Tra gli imputati figurano l’ex sindaco di Modugno, Nicola Bonasia, e l’ex assessore alle Attività produttive Antonio Lopez, ritenuti dalla Procura protagonisti di una serie di accordi finalizzati all’acquisizione di consenso elettorale in cambio di utilità e promesse di lavoro.
Secondo l’ipotesi accusatoria, Bonasia avrebbe accettato, tramite l’intermediazione di Lopez, la promessa di sostegno elettorale da parte di esponenti del clan Parisi di Bari in vista del turno di ballottaggio dell’ottobre 2020. In cambio sarebbero stati garantiti posti di lavoro. Lopez, inoltre, avrebbe agito anche autonomamente, consegnando somme di denaro a soggetti vicini all’organizzazione criminale per ottenere pacchetti di voti.
Per la Dda, a operare per conto del clan sarebbero stati Cristian Stragapede e Cosimo Damiano Annoscia, considerati appartenenti al sodalizio mafioso barese.
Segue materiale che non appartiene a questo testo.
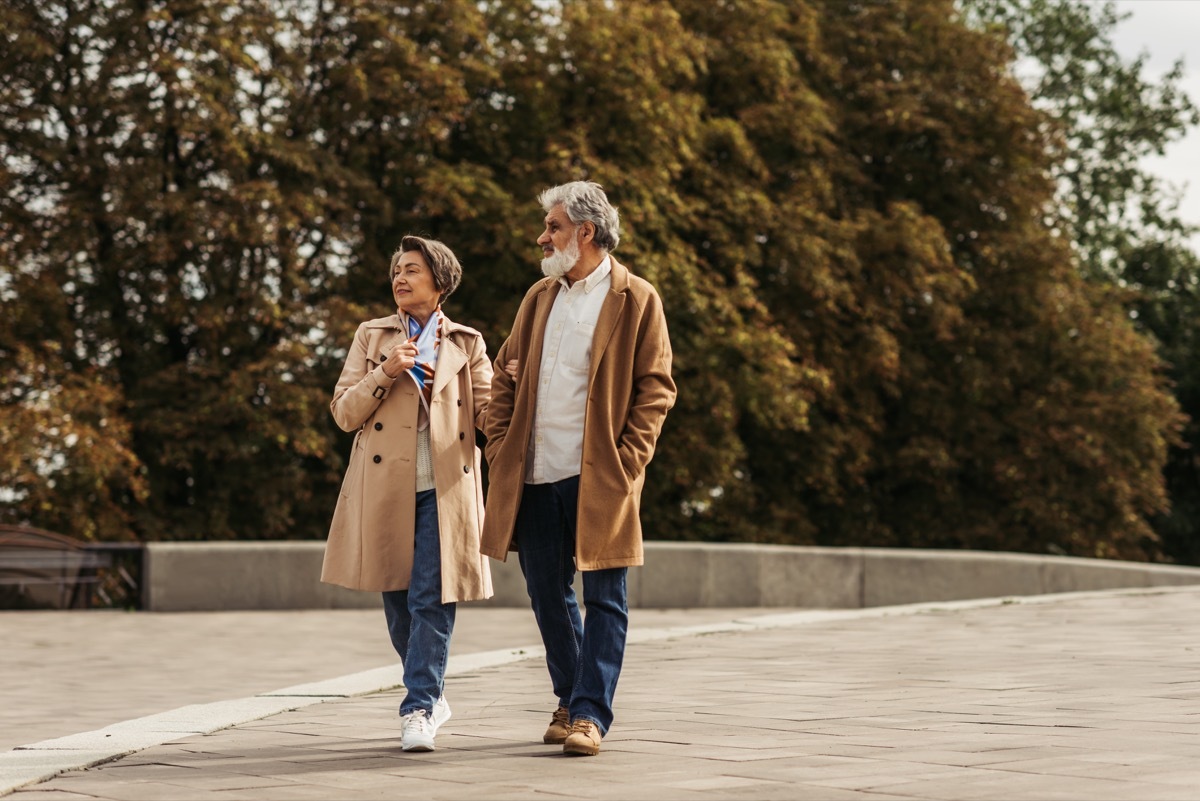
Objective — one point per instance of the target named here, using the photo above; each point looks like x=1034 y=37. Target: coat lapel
x=610 y=312
x=538 y=335
x=451 y=359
L’inchiesta contesta inoltre un ulteriore accordo che Bonasia avrebbe stretto con Adriana Diomede, indicata dagli investigatori come referente dell’omonimo clan. In questo caso, il presunto patto sarebbe stato finalizzato a ottenere sostegno elettorale attraverso la candidatura della figlia di Diomede, Lucia Bosco, al Consiglio comunale di Modugno.
Gli inquirenti ritengono che gli accordi per il reperimento dei voti non abbiano coinvolto esclusivamente soggetti riconducibili alla criminalità organizzata, ma anche persone estranee ai contesti mafiosi.
La richiesta di rinvio a giudizio sarà esaminata dal giudice dell’udienza preliminare Giuseppe De Salvatore. L’udienza preliminare è stata fissata per il prossimo 16 luglio, quando il gup sarà chiamato a valutare la fondatezza delle accuse e l’eventuale apertura del processo nei confronti degli undici imputati.
L’inchiesta rappresenta uno dei più rilevanti filoni investigativi degli ultimi anni sul rapporto tra politica e criminalità organizzata nell’area metropolitana di Bari. Lo riporta l’Ansa.